In 1966, Edward Brooke III became the first African-American United States Senator elected by popular vote. Sen. Brooke died on Jan. 3 at 95.Brooke was born in Washington, D.C. on October 26, 1919. He entered Howard University, graduating in 1941. Shortly after the Japanese attack on Pearl Harbor, Brooke entered the U.S. Army and fought in World War II. His service and time in combat later earned him the Bronze Star award.
After five years in the military, Brooke entered the Boston University School Of Law and remained in the state to hammer out his political career. Brooke’s first foray into politics was a failed House of Representatives bid in 1950.
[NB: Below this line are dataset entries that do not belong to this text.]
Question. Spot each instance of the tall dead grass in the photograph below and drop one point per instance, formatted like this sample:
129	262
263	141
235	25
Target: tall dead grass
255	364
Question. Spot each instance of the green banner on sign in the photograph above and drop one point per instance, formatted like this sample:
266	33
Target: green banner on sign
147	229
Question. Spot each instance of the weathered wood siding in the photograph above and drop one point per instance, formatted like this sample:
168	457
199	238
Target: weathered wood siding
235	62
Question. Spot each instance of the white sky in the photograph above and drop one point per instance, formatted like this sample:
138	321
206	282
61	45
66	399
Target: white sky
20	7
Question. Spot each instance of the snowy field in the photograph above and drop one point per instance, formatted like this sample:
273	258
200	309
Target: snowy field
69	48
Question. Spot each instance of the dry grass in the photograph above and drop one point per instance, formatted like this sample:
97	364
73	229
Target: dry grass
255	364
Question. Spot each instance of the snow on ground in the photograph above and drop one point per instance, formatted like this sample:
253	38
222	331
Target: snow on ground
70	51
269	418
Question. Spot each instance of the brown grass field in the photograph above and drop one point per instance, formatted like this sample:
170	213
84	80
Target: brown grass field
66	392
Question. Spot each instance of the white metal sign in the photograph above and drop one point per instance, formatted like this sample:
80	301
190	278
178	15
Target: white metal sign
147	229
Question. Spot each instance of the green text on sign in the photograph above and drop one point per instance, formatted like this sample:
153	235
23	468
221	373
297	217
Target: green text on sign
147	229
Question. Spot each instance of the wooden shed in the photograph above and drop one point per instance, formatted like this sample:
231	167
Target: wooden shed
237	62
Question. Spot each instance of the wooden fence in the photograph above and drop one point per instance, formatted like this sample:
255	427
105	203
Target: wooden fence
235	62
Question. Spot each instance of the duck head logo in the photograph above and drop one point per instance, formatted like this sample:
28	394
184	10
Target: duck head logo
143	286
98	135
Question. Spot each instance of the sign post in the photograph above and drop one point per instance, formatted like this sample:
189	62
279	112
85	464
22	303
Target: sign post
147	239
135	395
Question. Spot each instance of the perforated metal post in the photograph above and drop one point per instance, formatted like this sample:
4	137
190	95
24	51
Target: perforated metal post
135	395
Running in both the Democratic and Republican primaries, Brooke won on the Republican ticket, thus cementing his political affiliation for years to come.
Governor John Volpe hired Brooke for a series of jobs, which eventually led to his election as the nation’s first Black Attorney General. According to published accounts, President John F. Kennedy said it was the “biggest news in the country” despite it being the same day his brother Edward won a U.S. Senate seat.
As a liberal Republican who identified with centrist politics most of all, Brooke was able to cross party lines in order to govern accordingly. Brooke shunned political labels, focusing on housing discrimination, championing civil rights and challenging his party to match Democrats in creating social programs.